The recent auction of Buford, Wyoming, attracted curious visitors from around the world – and by the end of it an unnamed Vietnamese bidder was the proud new owner of their very own town, according to a report at news.com.au
Buford’s properties and businesses were put up for sale by its sole resident and self-proclaimed mayor Don Sammons, who after 20 years in town decided it was time to move on.
Mr Sammons, a Vietnam War veteran, said he was quite emotional to find out someone from Vietnam had bought his little town on Wyoming’s high plains.
“It’s really nice to know that even though we have problems at one time that we can be reunited again,” Mr Sammons said.
Buford sits at an altitude of 2400m and is located 45km west of Cheyenne, the state’s capital, on Interstate 80.

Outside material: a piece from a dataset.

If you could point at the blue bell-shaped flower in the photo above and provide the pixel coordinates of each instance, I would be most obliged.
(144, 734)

Buford boasts a proud history as the second-oldest town in Wyoming — built in 1866 by railroad workers. US President Ulysses S. Grant visited in 1869, while the outlaw Butch Cassidy robbed one of the town’s stores in the 1880s.
Once home to 2000 people, Buford’s population plummeted when the railroad bypassed the town.
According to the auction listing, included in the sale were a convenience store and gasoline station, US Post Office boxes and a Union Wireless cellular tower with lease — all producing an income — as well as another five buildings, including a three-bedroom home, a schoolhouse built in 1905, a garage and a 1900s cabin used as a tool shed.